The sports they cut were sports where only a handful of team participate. Like sailing. If there's more than 30 schools that have an NCAA sailing team, I'd be shocked. Same with fencing. I went to UCLA (a big NCAA sports school) and we did not have either.
Ghost of Igloi wrote:
One has to wonder if the hay day of college sports have passed. When you consider the huge sums of money required to fund the infrastructure operations and maintenance. That assumption goes to college system itself. Unsustainable in a Covid 19 world, and perhaps in a prolonged economic downturn, or simply a reorientation of people’s priorities. Not hard to envision a collapse of the current system.
Stanford and the Ivy League have always had WAY more athletes as a % of the student body than most schools. It's part of the schools culture.
Looks like they now want to change that. Likely a lot of the administrators are not athletes so they don't give a shit.
These schools have much bigger endowments than ever. Yet they are cutting sports. I think the place to look for savings would be all the administrators. But those people won't be cut because they are the ones making these decisions. The bloat in colleges has come not from professors but I believe administrators.
Well said and so very true.
Sad Stanfords founders placed athletics as an important part of the University, alot of culture will be lost with these cuts. The reaction to COVID is indeed worse than the cure. Have to imagine alot Alumni will be saddened by this news, its hard to believe that people continue to support the shut down of our country.
agip wrote:
I'm hoping that a division 3 format is developed...with local competitions alone, zero or fewer athletic scholarships, far fewer seats reserved for athletes, less pressure, less money required.
I mean football and basketball will always be some kind of different sport than the rest, but for all the others. Just scale them back. Sport teams really, really don't need to fly to competitions. Sure, it will hurt Nebraska and North Dakota. Sorry. Go somewhere else to school if sports are that important.
Agree with the first part an D3 or limited scholarship model should be fine for most sports, or even subsidized clubs.
I think your last part is pretty arrogant and your consideration of geography appears to be fairly limited. Pretty much any school in the USA lower 48 is within a day (8 hr van or bus ride) of dozens of other schools.
The entire university system in the US has been teetering for years now. Millions and millions of former students saddled with billions in debt.

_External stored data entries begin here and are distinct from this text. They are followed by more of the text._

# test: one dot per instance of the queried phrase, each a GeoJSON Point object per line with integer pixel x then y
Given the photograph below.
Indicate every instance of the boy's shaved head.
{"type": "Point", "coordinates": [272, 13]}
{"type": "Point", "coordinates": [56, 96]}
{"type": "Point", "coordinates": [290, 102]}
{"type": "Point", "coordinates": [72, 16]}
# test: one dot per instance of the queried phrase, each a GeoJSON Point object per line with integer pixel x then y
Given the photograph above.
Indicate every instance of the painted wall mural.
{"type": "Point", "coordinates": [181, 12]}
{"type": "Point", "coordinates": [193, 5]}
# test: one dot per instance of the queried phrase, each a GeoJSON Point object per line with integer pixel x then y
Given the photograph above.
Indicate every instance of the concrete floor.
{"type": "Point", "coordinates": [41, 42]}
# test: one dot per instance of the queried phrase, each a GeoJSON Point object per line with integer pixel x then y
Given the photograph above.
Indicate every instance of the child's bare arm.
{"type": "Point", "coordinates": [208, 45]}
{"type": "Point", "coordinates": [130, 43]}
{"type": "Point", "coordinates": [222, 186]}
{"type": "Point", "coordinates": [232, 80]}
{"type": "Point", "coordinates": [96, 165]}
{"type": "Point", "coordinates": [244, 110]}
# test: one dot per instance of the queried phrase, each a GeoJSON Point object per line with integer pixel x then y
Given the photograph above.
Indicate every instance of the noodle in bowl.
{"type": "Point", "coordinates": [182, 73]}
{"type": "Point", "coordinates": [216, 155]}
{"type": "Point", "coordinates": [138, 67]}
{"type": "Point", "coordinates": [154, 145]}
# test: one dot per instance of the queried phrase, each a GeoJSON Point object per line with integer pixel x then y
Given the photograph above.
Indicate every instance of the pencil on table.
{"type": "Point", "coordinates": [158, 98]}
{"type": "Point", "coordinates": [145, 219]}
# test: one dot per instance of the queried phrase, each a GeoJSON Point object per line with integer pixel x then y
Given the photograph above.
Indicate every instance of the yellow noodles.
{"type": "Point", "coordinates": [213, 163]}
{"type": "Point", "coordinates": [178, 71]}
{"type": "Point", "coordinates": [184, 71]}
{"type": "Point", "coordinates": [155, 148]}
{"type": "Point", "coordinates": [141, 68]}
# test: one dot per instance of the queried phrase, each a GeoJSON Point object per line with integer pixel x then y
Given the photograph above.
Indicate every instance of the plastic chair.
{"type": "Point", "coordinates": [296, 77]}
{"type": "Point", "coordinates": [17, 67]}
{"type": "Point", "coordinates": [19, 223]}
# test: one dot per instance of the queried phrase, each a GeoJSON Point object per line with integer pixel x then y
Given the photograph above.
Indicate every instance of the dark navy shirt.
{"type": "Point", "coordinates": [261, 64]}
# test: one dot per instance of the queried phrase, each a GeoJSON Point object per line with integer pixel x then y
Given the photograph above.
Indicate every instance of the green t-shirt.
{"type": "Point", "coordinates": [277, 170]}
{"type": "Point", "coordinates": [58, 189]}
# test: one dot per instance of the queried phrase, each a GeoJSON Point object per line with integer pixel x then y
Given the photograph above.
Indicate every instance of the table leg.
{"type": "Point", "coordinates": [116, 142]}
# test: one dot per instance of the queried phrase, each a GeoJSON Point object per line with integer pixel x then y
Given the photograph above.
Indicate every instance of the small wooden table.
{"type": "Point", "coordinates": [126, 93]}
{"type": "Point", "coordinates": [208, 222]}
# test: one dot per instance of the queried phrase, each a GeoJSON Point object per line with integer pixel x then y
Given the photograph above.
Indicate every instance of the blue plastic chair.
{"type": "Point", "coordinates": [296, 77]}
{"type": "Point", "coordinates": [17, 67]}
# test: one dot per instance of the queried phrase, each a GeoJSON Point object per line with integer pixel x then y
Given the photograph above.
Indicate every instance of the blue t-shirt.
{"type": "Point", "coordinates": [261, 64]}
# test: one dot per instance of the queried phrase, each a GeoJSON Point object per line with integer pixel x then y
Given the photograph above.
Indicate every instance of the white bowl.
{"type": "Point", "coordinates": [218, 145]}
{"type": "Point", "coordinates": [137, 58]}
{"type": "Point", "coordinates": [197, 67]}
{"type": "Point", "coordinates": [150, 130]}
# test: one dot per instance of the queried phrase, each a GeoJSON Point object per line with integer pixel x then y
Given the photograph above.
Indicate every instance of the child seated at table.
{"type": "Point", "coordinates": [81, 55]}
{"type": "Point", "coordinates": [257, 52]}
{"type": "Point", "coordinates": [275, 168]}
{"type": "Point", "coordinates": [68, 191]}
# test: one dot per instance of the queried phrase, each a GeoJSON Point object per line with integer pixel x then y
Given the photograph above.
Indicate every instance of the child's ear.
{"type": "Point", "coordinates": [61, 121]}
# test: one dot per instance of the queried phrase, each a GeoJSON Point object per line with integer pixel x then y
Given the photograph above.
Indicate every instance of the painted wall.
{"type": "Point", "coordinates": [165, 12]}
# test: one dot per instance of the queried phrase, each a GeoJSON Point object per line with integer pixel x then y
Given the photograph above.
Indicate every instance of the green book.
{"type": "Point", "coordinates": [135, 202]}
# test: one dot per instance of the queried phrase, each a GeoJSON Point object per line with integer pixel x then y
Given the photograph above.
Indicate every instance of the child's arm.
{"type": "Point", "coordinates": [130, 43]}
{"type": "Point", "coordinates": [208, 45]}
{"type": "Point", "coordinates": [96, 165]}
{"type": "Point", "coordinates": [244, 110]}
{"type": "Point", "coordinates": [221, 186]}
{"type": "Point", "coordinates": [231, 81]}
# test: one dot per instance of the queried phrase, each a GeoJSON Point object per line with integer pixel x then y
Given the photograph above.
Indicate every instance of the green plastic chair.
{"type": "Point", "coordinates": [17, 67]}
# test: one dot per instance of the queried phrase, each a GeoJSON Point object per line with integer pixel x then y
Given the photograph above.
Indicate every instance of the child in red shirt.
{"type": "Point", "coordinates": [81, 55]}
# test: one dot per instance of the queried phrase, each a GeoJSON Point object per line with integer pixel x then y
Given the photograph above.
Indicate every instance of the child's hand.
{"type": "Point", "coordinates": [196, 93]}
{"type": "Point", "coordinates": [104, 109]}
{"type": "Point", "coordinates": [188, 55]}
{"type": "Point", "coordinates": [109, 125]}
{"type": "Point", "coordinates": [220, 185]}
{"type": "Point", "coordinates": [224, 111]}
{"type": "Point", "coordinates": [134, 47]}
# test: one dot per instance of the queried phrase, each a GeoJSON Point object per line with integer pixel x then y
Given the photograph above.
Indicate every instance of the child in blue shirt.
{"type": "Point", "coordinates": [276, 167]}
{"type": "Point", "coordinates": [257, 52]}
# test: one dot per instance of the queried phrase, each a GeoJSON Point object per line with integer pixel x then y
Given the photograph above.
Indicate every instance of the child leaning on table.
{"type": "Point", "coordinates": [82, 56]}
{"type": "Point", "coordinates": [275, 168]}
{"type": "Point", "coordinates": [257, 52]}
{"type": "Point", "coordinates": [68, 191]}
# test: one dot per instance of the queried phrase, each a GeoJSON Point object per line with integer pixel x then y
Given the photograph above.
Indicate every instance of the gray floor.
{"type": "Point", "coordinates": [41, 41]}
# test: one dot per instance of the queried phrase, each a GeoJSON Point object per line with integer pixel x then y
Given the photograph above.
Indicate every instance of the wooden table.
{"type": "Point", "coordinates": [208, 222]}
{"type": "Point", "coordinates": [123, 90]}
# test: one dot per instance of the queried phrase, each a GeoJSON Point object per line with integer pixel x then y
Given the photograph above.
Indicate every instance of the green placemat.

Asking kids and their families to pony up 30K-90K PER YEAR for an undergraduate education? GTFO! How has it even gotten this far?
I would hope that a silver lining from the destruction that will come from Corona will be a complete overhaul of certain aspects of our broken society. Billionaires on their way to trillions, bloated and brazenly corrupt corporate culture, bloated university systems, an entire economy reliant on consumer spending, it's all sh!t and needs massive overhauling.
I love what Stanford did and hope there's a lot more where that came from.